Python UDFs in DuckDB

From simplest use-cases to advanced performance optimizations.

Oct 28, 2024

Intro

DuckDB is an in-memory OLAP database, that is getting significant traction in the Big Data world. While being implemented in C++, it supports extending it’s capabilities using other languages, including Python. This functionality is exposed via Function API in DuckDB. Assuming that we want to implement our UDFs in Python, we can break down the problem into two orthogonal problems:

implementing business logic (behavior) of given UDF;
ensuring smooth integration (binding) between DuckDB core and our UDF code

In this post, we will focus on the latter.

Without further ado, let’s go!

Basics

Luckily, starting is extremely easy. DuckDB can infer binding parameters from idiomatic Python type hints. First, we define type-hinted callable, then we register it in DuckDB session via create_function method. Consider the following example:

import duckdb


def repeat_str(v: str, n: int) -> str:
    return v * n


def f1_simple() -> None:
    conn = duckdb.connect(":memory:")
    conn.create_function("repeat_str", repeat_str)
    ret = conn.execute("SELECT repeat_str('my_str', 3) AS result").fetchall()
    print(ret)


if __name__ == "__main__":
    f1_simple()

This produces (as expected) a single row with a single varchar column, where the output column contains the input column repeated three times:

[('my_strmy_strmy_str',)]

These implicit bindings are supported for most common scalar Python types: bool, float, int, str, and bytes/bytearray.

Of course, the developer is not forced to use implicit behavior.

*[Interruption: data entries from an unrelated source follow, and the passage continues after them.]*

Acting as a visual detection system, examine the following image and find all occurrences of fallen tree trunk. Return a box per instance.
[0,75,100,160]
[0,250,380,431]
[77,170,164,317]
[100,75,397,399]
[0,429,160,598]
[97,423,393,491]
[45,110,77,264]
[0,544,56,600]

Expected types can also be defined explicitly in create_function call.

import duckdb
from duckdb.typing import VARCHAR, INTEGER


def repeat_str_typeless(v, n):
    return v * n


def f2_explicit() -> None:
    conn = duckdb.connect(":memory:")
    conn.create_function("repeat_str", repeat_str_typeless, [VARCHAR, INTEGER], VARCHAR)
    ret = conn.execute("SELECT repeat_str('my_str', 3) AS result").fetchall()
    print(ret)

if __name__ == "__main__":
    f1_simple()

This produces the same output as code type-hinted Python code. We can also observe, that the callable name is redundant in terms of calling a UDF, all that matters is the name under which the callable was registered in the DuckDB session.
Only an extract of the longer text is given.